GUYANA: In 1991, Virgin Islands-based Atlantic Tele-Network Inc. paid $16.5 million for an 80% share in Guyana Telephone & Telegraph. Since then, the number of access lines in South America's only English-speaking nation has skyrocketed from 17,500 to 60,000. International circuits have more than doubled, and cellular service has been introduced in Georgetown, the capital. Yet the overwhelming majority of GT&T's $131.2 million in 1995 revenues came from audiotext -- also known as "dial-a-porn" because of the technology's domination by phone-sex services. Last year, the FCC cited Guyana as "one of the worst offenders" of dial-a-porn.

HAITI: The poorest nation in the Western Hemisphere, Haiti also has its lowest teledensity -- about 0.8 per 100 inhabitants. In February, Northern Telecom signed a $14 million contract with government-owned Teleco to provide a DMS-300 and a DMS-100/200 switching system in Port-au-Prince and Pétionville; together, the two switches will add 62,000 telephone lines to the national grid. Haiti's new president, René Préval, wants to privatize Teleco -- the only state entity making money -- though the plan is unlikely to succeed given fierce labor opposition.

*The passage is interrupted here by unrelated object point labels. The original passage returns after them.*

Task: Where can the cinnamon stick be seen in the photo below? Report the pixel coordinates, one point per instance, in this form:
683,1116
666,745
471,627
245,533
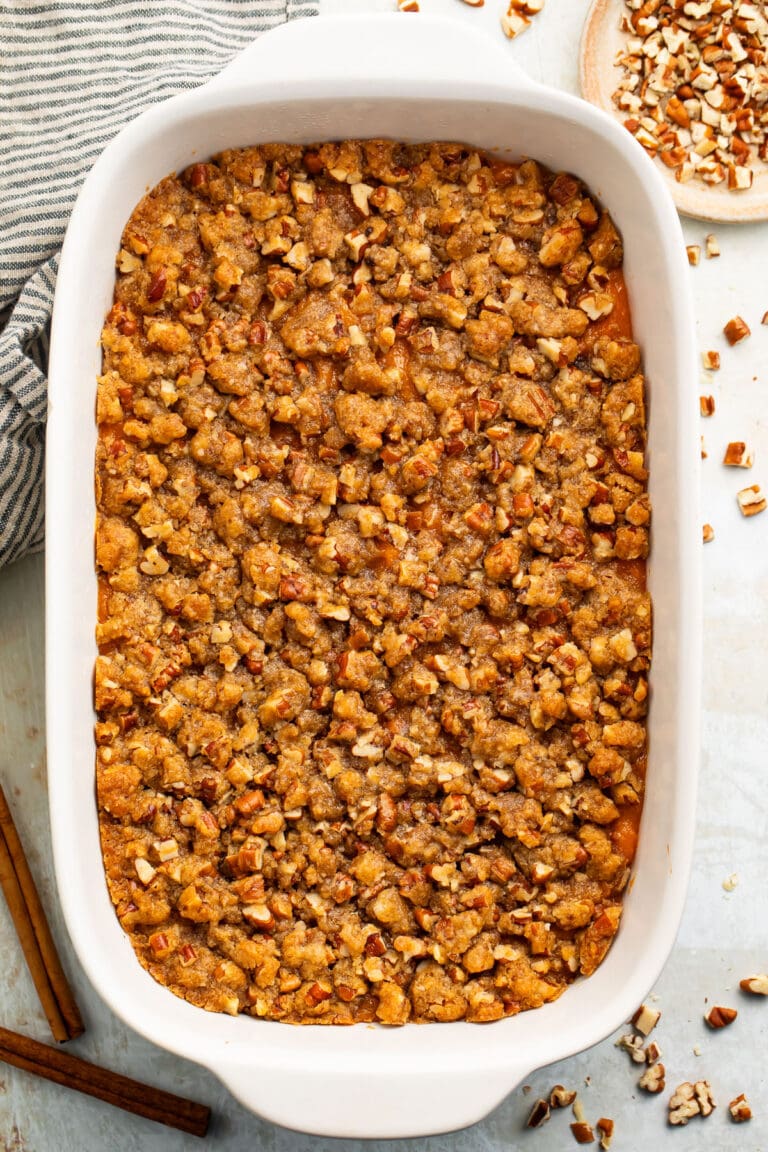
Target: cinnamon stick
32,929
131,1096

JAMAICA: Telecommunications of Jamaica, a private monopoly and part of Cable & Wireless Ltd., has installed 206,000 new lines in the past six years, making a total of 295,000 lines available in this island nation of 2.4 million. By 2000, Jamaica should have half a million lines in service, including 400 rural districts that currently have no service, says TOJ President Errald Miller, whose company will invest $850 million over the next four years.

TOJ also plans to introduce digital cellular and videoconferencing by early 1997. Meanwhile, the Jamaican government plans to build a $20 million digiport center at Portmore, just outside Kingston. The 164,000-sq-foot project aims to lure foreign investors active in telemarketing, CD-ROM archiving, document management and other Internet-related functions.

SURINAME: Telesur, a 100% state-owned company, operates all local and long-distance service in Suriname, a former Dutch colony that gained independence in 1975. Although President Ronald Venetiaan, who was re-elected in May, favors economic reform, his government has no immediate or long-term plans to privatize Telesur.

TRINIDAD & TOBAGO: Likewise, no plans are afoot to sell off state-owned TSTT, of which Cable & Wireless Ltd. is already a minority partner, though the govern-ment is considering a telecom policy that would add at least one full-service provider to the local market, in competition with TSTT. At the moment, Trinidad's greatest need is for high-speed data lines, digital communications and additional cellular data-transfer capability to serve businesses.

"However," says an official at the U.S. Embasy in Port of Spain, "the government may not be inclined to allow companies to only provide partial service, such as long-distance or cellular." If that happens, officials worry, "companies would only get into these more profitable services, and little or no investment would go toward less profitable sectors such as improving service to rural customers."